The Isle of Man Story

2001/12/17

 英国本土とアイルランドに挟まれた、アイリッシュ海に位置するマン島。この小さな島の存在を、僕は森博嗣さんの短編「マン島の蒸気鉄道」(『地球儀のスライス』に収録)で知った。そして、この島の奥深さを森雅裕さんの手による本作で知ることとなった。

 この小さな島が二輪レースの聖地であることは、もちろん知らなかった。世界最大にして最古の公道レース、マン島T.T.(ツーリスト・トロフィ)。三度目のマン島挑戦のため乗り込んできたプライヴェートレーサー、三葉邦彦。そして、レースの撮影チームに同行していた比企真弓。二人の思いが交錯する中、雨中決戦の幕が開く…。

 公道を閉鎖して行うレースといえば、F1のモナコGPが最も有名だろう。その危険さは、整備されたサーキットの比ではない。四輪でさえも危険な公道レースを、不安定な二輪で行うとは…。しかも、マン島T.T.は実に一周約60kmものマウンテン・コースで争うのだ。

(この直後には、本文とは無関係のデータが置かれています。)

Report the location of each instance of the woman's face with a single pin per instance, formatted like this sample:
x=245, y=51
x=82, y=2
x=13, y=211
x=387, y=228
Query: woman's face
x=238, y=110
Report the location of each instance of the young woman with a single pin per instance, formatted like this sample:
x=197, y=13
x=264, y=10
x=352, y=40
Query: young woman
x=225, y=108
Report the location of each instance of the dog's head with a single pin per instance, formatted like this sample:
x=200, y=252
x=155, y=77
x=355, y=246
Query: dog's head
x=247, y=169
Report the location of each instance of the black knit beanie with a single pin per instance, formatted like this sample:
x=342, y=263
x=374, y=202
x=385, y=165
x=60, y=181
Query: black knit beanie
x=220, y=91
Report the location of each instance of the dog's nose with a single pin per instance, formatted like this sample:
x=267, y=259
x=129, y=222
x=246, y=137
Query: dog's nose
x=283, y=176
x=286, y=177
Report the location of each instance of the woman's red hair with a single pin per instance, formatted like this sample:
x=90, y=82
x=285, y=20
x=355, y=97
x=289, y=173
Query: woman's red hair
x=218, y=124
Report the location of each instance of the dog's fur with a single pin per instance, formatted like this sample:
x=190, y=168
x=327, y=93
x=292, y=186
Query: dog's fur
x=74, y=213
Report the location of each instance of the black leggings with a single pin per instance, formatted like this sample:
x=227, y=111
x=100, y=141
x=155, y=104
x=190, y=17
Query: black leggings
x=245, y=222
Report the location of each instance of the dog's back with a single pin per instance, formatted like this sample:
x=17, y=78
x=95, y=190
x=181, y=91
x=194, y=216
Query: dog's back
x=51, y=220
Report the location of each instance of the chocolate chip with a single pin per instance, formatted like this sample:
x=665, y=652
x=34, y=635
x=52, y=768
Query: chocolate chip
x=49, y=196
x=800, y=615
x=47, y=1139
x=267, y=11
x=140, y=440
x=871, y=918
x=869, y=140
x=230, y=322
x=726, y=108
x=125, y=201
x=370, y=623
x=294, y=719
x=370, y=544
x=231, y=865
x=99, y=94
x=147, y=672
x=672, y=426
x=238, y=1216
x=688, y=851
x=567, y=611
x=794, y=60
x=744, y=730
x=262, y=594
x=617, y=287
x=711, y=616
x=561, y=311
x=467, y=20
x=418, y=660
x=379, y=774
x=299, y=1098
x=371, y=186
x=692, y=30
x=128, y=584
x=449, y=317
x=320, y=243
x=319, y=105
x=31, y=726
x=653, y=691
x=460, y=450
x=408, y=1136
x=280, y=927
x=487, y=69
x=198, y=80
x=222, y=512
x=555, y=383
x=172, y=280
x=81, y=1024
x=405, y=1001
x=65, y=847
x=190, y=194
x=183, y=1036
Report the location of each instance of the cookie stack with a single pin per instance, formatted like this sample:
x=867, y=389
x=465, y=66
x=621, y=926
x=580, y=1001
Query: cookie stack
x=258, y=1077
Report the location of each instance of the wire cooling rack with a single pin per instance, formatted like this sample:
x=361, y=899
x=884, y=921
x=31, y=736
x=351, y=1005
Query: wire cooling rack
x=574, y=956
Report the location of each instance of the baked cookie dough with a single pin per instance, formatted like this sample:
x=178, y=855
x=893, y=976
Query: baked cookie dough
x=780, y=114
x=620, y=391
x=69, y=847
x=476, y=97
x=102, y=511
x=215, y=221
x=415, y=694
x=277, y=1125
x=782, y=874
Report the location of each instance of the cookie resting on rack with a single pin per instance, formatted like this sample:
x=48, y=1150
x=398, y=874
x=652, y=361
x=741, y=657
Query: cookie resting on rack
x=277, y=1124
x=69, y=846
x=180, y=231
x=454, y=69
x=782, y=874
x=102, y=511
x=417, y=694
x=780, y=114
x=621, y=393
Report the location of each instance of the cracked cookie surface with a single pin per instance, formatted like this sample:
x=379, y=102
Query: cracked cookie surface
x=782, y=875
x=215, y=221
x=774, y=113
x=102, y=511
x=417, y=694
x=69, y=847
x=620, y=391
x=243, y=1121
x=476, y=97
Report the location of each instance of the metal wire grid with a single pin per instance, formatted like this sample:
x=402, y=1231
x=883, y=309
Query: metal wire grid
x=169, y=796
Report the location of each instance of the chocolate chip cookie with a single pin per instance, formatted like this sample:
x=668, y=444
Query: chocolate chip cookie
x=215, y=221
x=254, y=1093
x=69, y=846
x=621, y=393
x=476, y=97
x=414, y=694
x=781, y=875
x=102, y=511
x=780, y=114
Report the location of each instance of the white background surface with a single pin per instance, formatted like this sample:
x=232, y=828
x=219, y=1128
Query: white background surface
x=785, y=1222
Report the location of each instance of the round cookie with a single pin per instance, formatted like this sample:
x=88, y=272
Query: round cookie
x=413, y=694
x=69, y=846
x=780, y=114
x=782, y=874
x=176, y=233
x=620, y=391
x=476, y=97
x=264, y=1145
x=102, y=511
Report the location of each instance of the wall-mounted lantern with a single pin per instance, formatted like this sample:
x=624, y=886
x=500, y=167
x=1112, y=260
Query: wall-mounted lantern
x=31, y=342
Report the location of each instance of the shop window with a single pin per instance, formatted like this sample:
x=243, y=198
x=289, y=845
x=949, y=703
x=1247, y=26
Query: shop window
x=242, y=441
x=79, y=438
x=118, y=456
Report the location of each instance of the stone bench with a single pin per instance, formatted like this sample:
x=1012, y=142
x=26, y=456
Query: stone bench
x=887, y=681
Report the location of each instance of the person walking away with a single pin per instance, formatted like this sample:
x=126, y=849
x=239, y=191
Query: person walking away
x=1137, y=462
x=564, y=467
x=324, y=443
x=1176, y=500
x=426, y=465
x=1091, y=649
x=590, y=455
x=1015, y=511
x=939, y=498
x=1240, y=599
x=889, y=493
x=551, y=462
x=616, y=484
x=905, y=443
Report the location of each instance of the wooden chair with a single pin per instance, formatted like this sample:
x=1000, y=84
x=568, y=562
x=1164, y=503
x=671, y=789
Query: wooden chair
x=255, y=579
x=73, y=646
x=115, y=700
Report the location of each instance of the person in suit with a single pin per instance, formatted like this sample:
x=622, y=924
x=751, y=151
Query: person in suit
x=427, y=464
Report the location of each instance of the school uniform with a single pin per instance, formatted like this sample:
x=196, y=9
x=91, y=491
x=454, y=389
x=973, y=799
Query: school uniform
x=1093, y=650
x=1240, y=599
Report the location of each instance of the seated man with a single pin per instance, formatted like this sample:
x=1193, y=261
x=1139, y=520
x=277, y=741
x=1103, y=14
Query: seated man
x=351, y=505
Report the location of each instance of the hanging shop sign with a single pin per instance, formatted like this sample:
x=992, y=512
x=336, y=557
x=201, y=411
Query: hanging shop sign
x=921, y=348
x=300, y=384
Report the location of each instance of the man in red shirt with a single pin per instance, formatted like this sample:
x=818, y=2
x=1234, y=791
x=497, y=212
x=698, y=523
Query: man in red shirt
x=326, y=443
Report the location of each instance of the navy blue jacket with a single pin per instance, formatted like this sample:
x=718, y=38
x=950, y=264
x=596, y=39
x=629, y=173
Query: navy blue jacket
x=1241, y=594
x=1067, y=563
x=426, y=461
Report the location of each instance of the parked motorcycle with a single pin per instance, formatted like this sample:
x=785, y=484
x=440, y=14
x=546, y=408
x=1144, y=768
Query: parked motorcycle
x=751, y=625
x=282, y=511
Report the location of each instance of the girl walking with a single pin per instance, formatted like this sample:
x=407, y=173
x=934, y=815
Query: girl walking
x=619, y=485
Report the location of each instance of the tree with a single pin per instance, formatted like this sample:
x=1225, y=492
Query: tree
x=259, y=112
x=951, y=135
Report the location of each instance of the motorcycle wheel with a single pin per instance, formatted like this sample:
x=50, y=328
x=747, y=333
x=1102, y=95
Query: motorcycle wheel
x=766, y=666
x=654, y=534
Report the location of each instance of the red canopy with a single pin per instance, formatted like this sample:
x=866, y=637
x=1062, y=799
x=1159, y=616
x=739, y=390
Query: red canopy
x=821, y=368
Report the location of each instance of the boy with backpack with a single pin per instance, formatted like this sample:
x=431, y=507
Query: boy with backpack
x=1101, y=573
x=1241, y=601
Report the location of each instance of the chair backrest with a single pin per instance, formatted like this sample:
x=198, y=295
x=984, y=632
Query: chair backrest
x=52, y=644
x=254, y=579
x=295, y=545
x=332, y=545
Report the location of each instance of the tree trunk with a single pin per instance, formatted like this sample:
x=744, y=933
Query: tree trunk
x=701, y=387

 森雅裕さんならではのへそ曲がりでとんがった人物たちが、本作でもぶつかり合いを演じてくれる。三葉の台詞は終始刺だらけ。プライドとエゴの塊。しかし、真弓を始め取り巻く人々も一歩も退いちゃいない。こうじゃなきゃこの男とは付き合えまい。

 愛車をおしゃかにした三葉が急遽乗ることになった、ドゥカティなるマシンの描写は興味深い。『画狂人ラプソディ』の主人公、そして森雅裕さんの愛車でもあったこの二輪、レースの世界ではすっかり後塵を拝している。イタリア製のじゃじゃ馬を駆ってホンダなど日本勢に喧嘩を売る心意気、実に痛快ではないか。

 日本が世界に誇るホンダを悪役に配する辺りに、森雅裕さんの野心が感じられる。アウトロー森雅裕の面目躍如と言っては失礼か。これでは三葉のくそったれ野郎を不本意ながら応援するしかない。

 挙げ切れないほど読みどころ満載の本作には、こんな臭いゴールが相応しい。BGMはシカゴの"Hard To Say I'm Sorry"に決定。手に入りにくいのが惜しいなあ。